IRS gets no big funding boost in omnibus

The IRS, weighed down by its targeting controversy from last year, would see little change in its funding under a new bipartisan spending bill.


Congressional appropriators have earmarked $11.3 billion in fiscal 2014 funding for the tax-collecting agency, a level that House Republicans say “maintains the majority of the sequestration funding cuts for the IRS.”

John Koskinen, the newly installed IRS commissioner, has urged lawmakers to give his agency a funding boost, as has the nation’s taxpayer advocate.

But for now at least, those requests have fallen on deaf ears. The IRS had been operating at an $11.2 billion funding level. It previously had received some $12.1 billion in fiscal 2010 funding, and President Obama had asked for close to $13 billion for 2014.

IRS officials say that the agency needs new funding to bring it into the 21st century, and note that studies have shown that money for IRS enforcement measures can bring back at least several times that amount in new revenue.

Nina Olson, the national taxpayer advocate, has also insisted that budget cuts have led to the IRS giving poorer services to people calling and writing to the agency for assistance

But congressional Republicans, never particularly sympathetic to those arguments, became even more entrenched against IRS funding increases after the agency acknowledged targeting conservative groups seeking tax-exempt status.

The House GOP originally sought a roughly 25 percent cut in IRS funding last year.
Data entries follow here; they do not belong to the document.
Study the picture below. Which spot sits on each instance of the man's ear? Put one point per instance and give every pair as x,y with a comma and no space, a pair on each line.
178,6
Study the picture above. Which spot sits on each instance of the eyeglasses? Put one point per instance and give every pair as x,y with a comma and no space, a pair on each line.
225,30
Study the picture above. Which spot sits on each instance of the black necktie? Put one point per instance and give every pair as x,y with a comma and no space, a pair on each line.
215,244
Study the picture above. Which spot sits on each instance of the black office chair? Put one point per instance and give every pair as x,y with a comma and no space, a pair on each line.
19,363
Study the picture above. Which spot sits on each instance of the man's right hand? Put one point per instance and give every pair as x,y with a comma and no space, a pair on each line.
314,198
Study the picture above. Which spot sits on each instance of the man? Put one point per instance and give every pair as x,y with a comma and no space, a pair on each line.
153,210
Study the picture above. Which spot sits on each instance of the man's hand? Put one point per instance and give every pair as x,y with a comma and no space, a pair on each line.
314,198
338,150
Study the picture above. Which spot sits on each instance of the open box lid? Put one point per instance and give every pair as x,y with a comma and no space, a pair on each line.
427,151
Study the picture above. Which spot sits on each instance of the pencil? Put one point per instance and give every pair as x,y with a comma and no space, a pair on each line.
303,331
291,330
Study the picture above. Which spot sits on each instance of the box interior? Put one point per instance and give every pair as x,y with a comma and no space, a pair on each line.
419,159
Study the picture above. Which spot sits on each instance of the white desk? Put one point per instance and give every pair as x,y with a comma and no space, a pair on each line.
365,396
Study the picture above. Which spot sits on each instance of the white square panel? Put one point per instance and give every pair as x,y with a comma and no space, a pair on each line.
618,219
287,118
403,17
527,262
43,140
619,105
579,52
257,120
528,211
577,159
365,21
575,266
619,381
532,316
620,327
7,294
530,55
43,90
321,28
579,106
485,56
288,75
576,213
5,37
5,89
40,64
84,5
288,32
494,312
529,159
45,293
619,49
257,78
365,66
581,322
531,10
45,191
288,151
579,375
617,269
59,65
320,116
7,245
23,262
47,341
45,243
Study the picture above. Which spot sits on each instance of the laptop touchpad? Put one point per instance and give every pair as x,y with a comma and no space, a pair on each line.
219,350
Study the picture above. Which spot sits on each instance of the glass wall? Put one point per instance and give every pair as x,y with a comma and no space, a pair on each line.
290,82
The omnibus also ensures that certain funding goes directly toward beefing up taxpayer services, and fighting refund fraud and identity theft.

Appropriators included no specific new funding for implementation of the healthcare law, and calls for new reporting requirements on the agency’s spending and training.

The omnibus also prohibits funding for certain video productions, after the agency drew criticism for making a $60,000 Star Trek parody.